Skip to content

List

Learning Objectives

At the end of this sub-unit, students should

  • understand list.
  • understand the concept of mutability.
  • know how to work with list using basic operations.

Immutability

Python data types that we have encountered so far are what we call as immutable data type. What it means is that once the data is created, the content cannot be modified.

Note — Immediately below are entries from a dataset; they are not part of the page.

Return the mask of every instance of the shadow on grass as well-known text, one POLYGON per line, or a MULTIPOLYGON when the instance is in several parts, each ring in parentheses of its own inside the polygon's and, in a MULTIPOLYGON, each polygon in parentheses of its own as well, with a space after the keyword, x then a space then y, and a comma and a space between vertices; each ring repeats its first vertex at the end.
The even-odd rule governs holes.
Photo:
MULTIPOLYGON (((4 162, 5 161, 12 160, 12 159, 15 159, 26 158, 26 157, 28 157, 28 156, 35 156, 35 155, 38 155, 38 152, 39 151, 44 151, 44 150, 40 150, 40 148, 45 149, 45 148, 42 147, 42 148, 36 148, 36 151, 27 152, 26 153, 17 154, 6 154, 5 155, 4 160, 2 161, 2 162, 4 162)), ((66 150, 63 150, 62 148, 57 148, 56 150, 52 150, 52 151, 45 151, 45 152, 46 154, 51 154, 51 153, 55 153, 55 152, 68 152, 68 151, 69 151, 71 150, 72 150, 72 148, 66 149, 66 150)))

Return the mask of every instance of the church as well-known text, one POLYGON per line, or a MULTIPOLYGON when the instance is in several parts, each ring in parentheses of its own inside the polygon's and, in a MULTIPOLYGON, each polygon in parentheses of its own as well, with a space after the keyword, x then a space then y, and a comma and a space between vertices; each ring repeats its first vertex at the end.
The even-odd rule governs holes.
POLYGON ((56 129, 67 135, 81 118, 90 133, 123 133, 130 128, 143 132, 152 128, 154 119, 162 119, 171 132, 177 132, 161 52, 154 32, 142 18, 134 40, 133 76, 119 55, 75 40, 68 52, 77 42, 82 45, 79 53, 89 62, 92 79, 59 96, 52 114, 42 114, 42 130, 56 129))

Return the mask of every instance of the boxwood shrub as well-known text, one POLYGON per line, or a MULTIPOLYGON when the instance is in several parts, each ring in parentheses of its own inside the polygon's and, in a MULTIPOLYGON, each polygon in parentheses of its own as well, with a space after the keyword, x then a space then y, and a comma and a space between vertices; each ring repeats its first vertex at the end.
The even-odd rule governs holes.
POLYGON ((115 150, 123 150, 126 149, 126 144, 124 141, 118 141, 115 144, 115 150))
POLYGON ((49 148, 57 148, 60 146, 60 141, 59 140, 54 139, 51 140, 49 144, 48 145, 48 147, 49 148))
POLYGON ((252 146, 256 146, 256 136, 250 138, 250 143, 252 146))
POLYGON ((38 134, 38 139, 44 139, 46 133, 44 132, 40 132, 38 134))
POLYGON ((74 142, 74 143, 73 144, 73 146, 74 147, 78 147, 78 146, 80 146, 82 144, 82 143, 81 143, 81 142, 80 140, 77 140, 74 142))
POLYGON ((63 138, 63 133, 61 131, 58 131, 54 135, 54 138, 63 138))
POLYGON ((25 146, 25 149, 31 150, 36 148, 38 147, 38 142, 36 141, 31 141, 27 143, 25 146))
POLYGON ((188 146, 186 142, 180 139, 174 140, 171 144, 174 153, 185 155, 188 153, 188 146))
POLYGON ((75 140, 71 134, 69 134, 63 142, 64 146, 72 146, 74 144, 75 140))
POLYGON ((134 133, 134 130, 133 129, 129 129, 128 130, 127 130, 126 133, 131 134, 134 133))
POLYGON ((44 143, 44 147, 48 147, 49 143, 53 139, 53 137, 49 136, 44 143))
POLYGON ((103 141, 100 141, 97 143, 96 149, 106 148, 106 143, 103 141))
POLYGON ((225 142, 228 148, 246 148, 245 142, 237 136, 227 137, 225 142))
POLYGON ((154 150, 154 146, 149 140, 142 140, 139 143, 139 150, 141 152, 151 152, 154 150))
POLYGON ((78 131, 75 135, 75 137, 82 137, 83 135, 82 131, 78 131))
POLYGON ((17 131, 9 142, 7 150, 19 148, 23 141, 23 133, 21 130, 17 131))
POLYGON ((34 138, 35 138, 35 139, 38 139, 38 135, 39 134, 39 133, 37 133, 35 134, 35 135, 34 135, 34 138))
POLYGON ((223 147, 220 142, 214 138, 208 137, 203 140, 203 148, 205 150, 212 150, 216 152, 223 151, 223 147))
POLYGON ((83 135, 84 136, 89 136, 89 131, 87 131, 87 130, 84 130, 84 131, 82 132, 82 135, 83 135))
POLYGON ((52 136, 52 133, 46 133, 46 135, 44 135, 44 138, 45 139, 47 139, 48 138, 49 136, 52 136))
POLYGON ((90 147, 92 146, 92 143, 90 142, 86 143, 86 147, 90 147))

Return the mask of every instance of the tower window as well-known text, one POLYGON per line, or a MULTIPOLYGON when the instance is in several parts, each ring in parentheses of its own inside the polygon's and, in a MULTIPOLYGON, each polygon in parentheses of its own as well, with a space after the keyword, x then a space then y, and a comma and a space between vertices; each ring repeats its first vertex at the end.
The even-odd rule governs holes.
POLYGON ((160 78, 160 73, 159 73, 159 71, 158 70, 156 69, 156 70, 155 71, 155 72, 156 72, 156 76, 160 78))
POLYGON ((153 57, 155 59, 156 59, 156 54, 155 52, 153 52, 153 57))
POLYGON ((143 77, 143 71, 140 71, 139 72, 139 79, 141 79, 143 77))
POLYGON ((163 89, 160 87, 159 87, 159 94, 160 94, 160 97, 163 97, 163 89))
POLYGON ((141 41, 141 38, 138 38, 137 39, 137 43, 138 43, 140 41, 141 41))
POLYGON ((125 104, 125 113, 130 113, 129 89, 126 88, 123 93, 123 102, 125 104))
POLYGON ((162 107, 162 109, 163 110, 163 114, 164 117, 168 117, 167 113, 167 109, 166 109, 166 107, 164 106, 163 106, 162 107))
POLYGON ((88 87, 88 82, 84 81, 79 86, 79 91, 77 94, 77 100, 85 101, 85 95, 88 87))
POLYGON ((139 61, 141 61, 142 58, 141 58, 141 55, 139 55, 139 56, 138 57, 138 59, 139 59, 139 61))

A few things need to be made clear. Consider the tuple tpl = (1, 2). By the data, we meant the tuple (1, 2). By modification, it means that we cannot simply look at the box containing the value 1 and change the content of the box into 9. What we can do is create a new tuple (9, 2) and assign this to the variable tpl as shown below.

1
2
3
4
tpl = (1, 2)
print(tpl)
tpl = (9, 2)
print(tpl)
(1, 2)
(9, 2)

We can explain this behavior much better with box-and-arrow diagram.

Tuple01

Tuple02

Tuple03

Notice how the old tuple is still there. A new tuple is created. The variable tpl is then set to point to the new tuple. Since there is no more arrows pointing to the old tuple, the memory is reclaimed by Python so that it can be used for other objects. This is similar to how a ballroom is cleared after an event is completed so that it can be used for another event.

So what do we really mean by modifying the content? To modify only the content, we want to be able to do the following operation below. Unfortunately, we will get an error for tuple.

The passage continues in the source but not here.